With two young children starting to make increasing use of the Internet, my attention has turned in recent times to the thorny subject of Content Filtering. This posting is actually going to look at a technical approach I settled upon, however one cannot help mentioning, at least in passing, some of the wider issues involved.
As a parent I do not believe in raising children in some sort of bubble, totally devoid of anything that could possibly “harm” them. That applies to the Internet too – my hope is to raise children who are able to understand and deal with things, rather than require protection from them. To that end, Internet access for my children involves their parents first and foremost! They use a laptop, after asking permission, in the kitchen, in view of everyone else. I’m interested in what they are doing on it (genuinely so, not as some excuse to snoop!) and they want me to help and guide them. Email? Sure, make full use of it. But all emails sent to your address also get forwarded to me too guys… Why? So I can see what you’re receiving! Very open. Very honest. Nothing underhand. Those are the rules in this house.

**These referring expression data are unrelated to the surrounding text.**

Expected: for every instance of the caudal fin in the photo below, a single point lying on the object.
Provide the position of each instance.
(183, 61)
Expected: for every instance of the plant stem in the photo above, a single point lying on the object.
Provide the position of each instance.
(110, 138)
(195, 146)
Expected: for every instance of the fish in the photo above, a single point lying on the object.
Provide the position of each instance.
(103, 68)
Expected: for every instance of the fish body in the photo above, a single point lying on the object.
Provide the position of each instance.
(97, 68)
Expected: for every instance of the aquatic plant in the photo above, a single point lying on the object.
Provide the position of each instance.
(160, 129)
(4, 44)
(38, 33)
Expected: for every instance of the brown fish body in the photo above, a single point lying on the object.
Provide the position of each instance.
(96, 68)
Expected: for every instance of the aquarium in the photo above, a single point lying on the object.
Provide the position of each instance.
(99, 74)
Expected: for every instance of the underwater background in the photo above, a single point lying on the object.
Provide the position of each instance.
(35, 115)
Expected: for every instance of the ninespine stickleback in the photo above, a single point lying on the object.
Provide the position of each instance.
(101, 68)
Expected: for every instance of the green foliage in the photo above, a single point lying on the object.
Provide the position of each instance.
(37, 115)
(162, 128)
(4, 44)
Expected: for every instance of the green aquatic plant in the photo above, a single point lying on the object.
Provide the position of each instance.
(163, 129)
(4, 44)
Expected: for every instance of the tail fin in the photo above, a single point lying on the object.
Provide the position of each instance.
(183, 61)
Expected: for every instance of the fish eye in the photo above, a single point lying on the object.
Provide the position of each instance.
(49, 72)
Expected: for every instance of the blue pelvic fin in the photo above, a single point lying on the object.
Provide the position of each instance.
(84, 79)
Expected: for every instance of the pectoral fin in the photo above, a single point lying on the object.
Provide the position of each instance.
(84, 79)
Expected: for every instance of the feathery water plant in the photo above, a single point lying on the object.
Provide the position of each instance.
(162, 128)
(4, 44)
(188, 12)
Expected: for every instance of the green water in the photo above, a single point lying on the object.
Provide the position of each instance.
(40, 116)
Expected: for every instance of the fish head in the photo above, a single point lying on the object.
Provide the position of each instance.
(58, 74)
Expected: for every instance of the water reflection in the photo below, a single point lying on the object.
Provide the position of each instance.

And that approach actually covers probably 90% of what is required. However there’s still a small part that needs attention. As most adults know, there’s some weird stuff in some corners of the Internet. Really weird. Disturbingly weird. Stuff which I do not want my young children to see, even if accidentally. Being a very liberal sort, and totally anti-censorship with regard to what consenting adults view, I do not support any move to remove such stuff from the Internet. Weird, sick, depraved, whatever… Some of it may not be at all nice, but it’s there and it can be found. I just don’t want young children to accidentally find it. So what is a network engineer father to do…?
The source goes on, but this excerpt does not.